TintaSiyasi.id -- Di antara penyakit yang paling halus dan tersembunyi dalam perjalanan ruhani seorang hamba adalah kelengahan (ghaflah). Ia tidak datang dengan suara gaduh atau isyarat mencolok. Ia datang diam-diam, menyelinap dalam rutinitas, melekat dalam kesibukan, berselimutkan dunia, hingga membuat hati kita perlahan kehilangan rasa.
Imam Al-Jaiani dalam Fathur Rabbani menyatakan dengan tegas:
"Kelengahanmu kepada Allah akan mengusirmu dan menjauhkanmu dari-Nya. Sesungguhnya keberuntungan untuk mendapat anugerah di sisi Allah Azza wa Jalla hanya dapat diraih dengan kesabaran."
Sebuah peringatan yang sangat kuat. Bahwa jarak antara seorang hamba dan Tuhannya bukanlah ruang fisik, melainkan jarak rasa: jarak antara kepekaan jiwa dengan kelalaian pikiran, antara kesadaran dengan kelengahan.
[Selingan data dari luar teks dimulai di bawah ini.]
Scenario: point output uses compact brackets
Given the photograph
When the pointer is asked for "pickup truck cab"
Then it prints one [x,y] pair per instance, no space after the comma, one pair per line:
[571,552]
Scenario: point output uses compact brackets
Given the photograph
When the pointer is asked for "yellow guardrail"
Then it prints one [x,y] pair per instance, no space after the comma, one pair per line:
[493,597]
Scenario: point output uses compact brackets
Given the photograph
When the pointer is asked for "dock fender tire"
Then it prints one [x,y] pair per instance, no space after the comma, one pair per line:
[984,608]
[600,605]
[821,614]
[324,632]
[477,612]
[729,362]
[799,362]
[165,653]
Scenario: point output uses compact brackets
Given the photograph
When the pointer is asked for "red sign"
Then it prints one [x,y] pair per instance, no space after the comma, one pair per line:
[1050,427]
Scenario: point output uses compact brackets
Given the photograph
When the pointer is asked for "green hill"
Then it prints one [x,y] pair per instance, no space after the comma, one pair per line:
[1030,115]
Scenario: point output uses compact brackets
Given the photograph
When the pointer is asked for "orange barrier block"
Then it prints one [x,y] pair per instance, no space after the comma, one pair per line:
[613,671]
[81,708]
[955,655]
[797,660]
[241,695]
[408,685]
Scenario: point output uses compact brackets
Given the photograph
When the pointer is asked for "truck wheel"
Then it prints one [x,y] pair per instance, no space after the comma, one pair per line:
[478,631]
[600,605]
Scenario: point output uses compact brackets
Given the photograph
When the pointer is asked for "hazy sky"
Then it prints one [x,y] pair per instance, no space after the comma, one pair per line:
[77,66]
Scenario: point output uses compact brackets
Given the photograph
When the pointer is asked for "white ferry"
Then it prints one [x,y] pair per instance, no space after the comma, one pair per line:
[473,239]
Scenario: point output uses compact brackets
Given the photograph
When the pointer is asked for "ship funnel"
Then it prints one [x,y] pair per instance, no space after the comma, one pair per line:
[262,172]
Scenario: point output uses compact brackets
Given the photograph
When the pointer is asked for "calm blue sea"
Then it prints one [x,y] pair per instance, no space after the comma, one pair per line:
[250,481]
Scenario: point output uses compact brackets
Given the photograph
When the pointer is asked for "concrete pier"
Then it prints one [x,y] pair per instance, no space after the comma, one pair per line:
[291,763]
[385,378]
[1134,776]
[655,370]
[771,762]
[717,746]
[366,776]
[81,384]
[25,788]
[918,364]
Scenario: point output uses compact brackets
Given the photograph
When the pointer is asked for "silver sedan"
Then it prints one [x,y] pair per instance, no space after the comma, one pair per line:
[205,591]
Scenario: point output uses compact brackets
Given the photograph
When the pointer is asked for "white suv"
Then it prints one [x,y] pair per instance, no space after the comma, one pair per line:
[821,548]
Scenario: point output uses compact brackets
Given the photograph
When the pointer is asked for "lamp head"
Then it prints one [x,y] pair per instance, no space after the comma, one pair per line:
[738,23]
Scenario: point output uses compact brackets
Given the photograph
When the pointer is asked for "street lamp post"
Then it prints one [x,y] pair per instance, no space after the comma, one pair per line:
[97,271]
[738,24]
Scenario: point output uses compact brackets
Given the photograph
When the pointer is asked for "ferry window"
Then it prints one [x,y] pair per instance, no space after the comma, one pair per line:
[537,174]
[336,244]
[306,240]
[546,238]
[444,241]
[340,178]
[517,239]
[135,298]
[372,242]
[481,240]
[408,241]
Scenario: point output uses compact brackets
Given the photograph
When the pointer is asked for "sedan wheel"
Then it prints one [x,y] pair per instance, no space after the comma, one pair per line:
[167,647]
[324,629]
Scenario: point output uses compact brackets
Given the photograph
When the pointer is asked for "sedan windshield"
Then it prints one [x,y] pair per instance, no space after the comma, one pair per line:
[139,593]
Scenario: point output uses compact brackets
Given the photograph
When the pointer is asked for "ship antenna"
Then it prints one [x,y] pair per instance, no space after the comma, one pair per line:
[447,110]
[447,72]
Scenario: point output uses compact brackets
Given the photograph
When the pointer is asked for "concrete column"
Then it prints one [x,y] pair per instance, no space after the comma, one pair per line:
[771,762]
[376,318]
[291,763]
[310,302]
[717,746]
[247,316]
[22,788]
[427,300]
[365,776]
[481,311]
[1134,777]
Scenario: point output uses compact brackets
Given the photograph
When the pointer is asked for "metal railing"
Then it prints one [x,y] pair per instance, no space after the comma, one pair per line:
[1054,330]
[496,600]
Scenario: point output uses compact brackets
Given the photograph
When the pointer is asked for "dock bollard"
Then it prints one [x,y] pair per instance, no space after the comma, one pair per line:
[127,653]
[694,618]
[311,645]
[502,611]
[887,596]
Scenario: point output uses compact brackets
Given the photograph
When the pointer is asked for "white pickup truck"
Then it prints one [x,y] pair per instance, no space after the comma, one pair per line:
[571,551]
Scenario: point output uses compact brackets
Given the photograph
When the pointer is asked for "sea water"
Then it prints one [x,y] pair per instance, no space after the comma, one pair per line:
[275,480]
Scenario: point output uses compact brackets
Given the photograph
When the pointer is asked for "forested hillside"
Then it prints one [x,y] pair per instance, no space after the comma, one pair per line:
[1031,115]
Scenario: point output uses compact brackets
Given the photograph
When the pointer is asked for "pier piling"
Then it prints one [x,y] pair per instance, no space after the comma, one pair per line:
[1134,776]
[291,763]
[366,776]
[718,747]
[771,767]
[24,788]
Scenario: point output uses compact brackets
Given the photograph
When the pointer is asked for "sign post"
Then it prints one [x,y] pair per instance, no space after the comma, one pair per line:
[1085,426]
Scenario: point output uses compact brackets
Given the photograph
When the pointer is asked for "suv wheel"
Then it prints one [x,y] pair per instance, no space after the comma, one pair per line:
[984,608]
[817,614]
Dan yang lebih menakutkan: orang yang lengah tidak selalu tampak bermaksiat, tetapi hatinya tidak lagi hadir bersama Allah.
Kelengahan: Bahaya yang Terlihat Sepele
Kelengahan bukan sekadar lupa zikir atau lalai shalat. Kelengahan adalah saat hati tidak lagi merindukan Allah, saat hidup dijalani sekadar menggugurkan kewajiban, saat amal ibadah tak lagi menjadi pertemuan mesra, tetapi sekadar rutinitas kosong. Kelengahan adalah ketika dunia terasa cukup tanpa Allah.
Padahal, manusia tidak pernah cukup tanpa-Nya. Sebagaimana tubuh yang butuh oksigen, hati pun butuh cahaya dari Rabb-nya. Dan bila cahaya itu padam, maka datanglah kekeringan batin, keresahan hidup, kegelisahan tanpa sebab. Inilah bentuk pengusiran halus dari Allah: ketika hati tak lagi menikmati kedekatan, ketika jiwa kehilangan nikmat iman, dan amal menjadi beban.
Kesabaran: Jalan Menuju Anugerah Ilahi
Namun di balik peringatan keras itu, tersimpan harapan yang besar: "Keberuntungan untuk mendapat anugerah Allah hanya dapat diraih dengan kesabaran." Ini adalah rahasia para kekasih Allah, para nabi, dan para salihin: kesabaran.
Sabar bukan sekadar menahan sakit, tetapi menjaga hati tetap kokoh dalam ibadah meski dunia menggoda. Sabar adalah tetap taat meski tidak dipuji, tetap berdoa meski belum dijawab, tetap bersujud meski belum melihat jalan keluar. Inilah sabar yang melahirkan cahaya, sabar yang mengangkat derajat, sabar yang mendatangkan anugerah dari langit.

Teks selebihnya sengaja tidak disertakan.